Toplumu göremeyiz ama koyduğu kurallar (yasalar, töreler, gelenek-görenekler) ile, kurduğu "mahalle baskısı" ile bir güzel hissettirir kendini.." Ama bir yandan da, onsuz yapamayız.. Hiç kimse, toplumun üyelerinin yaptığı bütün işleri tek başına yapamaz! Robinson Kruzo, bir hikâyedir yalnızca..

Toplumun (ya da toplumu yönetenlerin) koyduğu kurallar ile birey(/ler)in koyduğu kurallar farklı farklıdır.. Birinde -güncel deyişle- konsensüs/uzlaşma gereklidir. Diğerinde kural koyabilmesi için, bireyin "diktatör" pozisyonunda olması zorunludur.

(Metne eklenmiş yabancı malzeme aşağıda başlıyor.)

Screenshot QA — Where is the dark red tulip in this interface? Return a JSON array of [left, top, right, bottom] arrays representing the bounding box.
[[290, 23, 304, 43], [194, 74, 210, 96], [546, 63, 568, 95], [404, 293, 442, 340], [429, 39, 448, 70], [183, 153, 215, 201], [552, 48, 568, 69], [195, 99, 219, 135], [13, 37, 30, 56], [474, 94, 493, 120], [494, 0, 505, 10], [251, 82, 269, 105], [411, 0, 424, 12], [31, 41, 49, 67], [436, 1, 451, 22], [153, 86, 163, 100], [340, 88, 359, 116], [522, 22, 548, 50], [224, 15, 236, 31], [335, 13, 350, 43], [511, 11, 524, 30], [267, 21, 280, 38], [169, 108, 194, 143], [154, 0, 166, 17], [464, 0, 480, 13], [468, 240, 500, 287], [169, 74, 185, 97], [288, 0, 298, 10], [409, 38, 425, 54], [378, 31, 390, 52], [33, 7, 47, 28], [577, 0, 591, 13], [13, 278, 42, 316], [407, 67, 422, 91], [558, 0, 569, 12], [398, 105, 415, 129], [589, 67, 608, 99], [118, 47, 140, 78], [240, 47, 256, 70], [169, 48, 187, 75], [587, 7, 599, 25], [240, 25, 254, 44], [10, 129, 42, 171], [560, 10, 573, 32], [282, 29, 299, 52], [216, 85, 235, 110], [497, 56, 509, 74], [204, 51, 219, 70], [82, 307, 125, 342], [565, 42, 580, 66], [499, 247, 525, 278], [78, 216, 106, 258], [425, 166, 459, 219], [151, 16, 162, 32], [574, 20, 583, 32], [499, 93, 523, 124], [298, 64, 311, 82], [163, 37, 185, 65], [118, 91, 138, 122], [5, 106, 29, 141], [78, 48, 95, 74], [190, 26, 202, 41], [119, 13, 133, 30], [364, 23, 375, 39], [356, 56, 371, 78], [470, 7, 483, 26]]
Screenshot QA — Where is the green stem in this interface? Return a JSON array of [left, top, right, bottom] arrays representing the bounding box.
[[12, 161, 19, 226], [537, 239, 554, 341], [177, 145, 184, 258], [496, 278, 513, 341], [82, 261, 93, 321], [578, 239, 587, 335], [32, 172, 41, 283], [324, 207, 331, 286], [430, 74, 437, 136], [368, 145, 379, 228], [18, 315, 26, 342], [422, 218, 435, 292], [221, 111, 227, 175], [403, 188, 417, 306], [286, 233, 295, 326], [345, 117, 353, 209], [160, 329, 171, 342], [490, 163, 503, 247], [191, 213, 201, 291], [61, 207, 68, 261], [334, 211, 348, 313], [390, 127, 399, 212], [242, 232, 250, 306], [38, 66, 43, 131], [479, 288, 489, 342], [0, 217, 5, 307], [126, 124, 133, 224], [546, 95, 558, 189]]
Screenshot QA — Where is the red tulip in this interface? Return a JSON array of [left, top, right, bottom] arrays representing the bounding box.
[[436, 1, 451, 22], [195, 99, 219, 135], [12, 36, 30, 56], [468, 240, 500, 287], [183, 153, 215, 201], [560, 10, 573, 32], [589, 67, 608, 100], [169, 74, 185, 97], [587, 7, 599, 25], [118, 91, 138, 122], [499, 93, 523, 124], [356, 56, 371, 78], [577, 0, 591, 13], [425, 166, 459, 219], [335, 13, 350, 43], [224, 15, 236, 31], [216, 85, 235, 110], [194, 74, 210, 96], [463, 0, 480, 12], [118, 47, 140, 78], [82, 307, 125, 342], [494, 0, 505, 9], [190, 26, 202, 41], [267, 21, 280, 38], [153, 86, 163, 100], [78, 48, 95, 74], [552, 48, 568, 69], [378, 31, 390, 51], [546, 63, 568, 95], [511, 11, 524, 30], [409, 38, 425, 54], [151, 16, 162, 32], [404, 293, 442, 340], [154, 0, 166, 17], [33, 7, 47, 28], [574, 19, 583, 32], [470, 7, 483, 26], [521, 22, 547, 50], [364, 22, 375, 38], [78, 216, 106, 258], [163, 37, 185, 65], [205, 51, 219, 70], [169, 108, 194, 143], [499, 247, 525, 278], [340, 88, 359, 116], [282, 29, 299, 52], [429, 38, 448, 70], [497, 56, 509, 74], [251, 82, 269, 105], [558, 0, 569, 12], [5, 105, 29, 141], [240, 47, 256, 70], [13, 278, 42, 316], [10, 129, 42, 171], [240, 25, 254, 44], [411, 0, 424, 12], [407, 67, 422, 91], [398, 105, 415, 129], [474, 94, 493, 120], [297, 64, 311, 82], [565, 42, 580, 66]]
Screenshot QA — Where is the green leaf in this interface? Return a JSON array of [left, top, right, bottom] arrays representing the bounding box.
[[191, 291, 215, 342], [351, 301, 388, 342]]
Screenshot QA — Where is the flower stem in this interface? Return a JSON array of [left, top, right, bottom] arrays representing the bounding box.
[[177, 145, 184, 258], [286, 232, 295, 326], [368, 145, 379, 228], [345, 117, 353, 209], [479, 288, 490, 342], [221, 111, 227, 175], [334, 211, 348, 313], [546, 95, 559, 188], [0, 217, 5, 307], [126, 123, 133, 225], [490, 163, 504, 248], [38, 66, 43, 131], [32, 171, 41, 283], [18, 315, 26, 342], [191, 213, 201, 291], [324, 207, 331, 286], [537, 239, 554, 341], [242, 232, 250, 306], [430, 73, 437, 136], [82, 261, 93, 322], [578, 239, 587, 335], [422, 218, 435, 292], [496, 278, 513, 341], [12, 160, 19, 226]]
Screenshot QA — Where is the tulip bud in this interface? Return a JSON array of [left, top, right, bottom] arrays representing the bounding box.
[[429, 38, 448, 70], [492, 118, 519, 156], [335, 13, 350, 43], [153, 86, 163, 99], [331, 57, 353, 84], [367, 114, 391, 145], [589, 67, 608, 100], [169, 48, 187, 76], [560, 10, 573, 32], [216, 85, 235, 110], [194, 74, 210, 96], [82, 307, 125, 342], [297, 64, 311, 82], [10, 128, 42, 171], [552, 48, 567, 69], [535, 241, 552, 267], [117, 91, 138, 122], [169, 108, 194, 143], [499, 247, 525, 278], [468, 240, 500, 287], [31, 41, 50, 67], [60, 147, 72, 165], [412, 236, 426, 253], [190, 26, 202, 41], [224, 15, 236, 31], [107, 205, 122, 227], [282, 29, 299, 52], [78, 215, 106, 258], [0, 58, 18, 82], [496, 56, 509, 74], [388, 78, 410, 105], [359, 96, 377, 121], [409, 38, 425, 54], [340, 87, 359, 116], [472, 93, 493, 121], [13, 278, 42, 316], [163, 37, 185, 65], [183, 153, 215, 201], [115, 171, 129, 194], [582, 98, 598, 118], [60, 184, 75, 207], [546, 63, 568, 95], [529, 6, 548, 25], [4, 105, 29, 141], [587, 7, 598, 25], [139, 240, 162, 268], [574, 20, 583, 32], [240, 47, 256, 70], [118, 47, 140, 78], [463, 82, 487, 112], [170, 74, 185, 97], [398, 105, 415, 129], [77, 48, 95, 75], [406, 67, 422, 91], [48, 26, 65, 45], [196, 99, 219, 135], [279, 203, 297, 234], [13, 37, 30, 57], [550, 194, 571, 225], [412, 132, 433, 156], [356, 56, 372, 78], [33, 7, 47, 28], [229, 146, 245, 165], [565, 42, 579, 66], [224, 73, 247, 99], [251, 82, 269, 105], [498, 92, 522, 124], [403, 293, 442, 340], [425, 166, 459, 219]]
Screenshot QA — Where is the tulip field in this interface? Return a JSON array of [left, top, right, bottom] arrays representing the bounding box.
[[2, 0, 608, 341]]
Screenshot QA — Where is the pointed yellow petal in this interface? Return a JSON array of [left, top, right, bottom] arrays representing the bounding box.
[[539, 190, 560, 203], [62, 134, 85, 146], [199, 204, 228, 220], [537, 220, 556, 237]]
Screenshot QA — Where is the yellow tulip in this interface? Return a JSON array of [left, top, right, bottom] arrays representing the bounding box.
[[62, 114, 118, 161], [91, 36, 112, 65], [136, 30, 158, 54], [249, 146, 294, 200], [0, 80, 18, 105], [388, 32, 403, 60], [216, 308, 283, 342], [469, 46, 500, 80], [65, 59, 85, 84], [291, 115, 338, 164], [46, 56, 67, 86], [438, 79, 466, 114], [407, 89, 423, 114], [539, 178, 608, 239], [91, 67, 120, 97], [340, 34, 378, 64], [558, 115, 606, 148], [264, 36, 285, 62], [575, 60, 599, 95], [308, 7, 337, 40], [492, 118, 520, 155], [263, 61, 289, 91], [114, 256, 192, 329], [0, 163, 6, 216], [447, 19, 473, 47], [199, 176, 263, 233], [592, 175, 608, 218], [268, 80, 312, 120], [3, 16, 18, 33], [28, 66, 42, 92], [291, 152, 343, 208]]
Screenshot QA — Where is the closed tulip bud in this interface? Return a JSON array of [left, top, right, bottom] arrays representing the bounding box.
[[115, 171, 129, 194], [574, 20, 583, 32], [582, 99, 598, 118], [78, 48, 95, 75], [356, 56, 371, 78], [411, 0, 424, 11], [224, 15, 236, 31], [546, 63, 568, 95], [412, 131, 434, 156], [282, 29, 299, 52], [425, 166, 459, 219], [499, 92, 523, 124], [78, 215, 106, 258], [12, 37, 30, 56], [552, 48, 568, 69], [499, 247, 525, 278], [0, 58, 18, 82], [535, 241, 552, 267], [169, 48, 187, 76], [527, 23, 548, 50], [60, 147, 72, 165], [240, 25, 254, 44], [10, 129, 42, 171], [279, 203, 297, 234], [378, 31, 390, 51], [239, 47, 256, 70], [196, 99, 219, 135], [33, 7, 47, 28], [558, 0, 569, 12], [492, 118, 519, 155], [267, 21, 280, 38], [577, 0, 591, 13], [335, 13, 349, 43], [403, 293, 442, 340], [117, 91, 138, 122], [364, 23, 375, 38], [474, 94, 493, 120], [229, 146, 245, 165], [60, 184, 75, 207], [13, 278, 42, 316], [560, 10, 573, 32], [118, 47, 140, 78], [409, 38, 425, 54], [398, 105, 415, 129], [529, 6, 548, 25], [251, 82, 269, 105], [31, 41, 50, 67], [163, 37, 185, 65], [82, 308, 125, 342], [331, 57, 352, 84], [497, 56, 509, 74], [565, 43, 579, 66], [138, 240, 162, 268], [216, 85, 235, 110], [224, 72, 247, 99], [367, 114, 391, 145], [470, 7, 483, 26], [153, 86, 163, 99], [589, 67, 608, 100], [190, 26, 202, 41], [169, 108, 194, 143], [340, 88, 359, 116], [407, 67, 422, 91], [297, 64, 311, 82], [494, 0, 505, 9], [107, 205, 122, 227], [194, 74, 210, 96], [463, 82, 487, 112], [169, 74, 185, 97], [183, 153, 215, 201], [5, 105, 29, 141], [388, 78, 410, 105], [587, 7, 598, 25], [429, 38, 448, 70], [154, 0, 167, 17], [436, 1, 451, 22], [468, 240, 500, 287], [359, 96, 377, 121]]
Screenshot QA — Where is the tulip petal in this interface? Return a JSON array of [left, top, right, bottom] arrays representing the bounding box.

Diğer bireylere söz hakkı verilmez.. Bireyin kendi kafasıyla düşünme-sorgulama-tartışma ve yargılama yapma izini yoktur!


Toplumun bakış açıları ile bireylerin bakış açılarının örtüşmesi şart değil! Hatta "her konuda örtüşme" durumu olanaksız! Bu yüzden "demokrasi" kavramı oluşturulmuş.. Gerçi onun da çeşitleri var ama o ayrı konu. ;)

Ancak "ayrımcılık", önce "boğaz" meselesinden kaynak alıyor.. Yani kişi(ler)/birey(ler) karınlarını doyuramadıklarından, ekmeklerini paylaşamadıklarından bazı grupları ötekileştiriyor/dışlıyor.. Bunu yönetimdeki "otorite" yaptığında adı: Ayrımcılık oluyor! Bunun belirli bir aşamadan sonra sıralaması da olmuyor. Hepsi birbirine giriyor çünkü.. Kurallar, yasalar falan sofranın yeşilliği.. :p Takma o kadar. :)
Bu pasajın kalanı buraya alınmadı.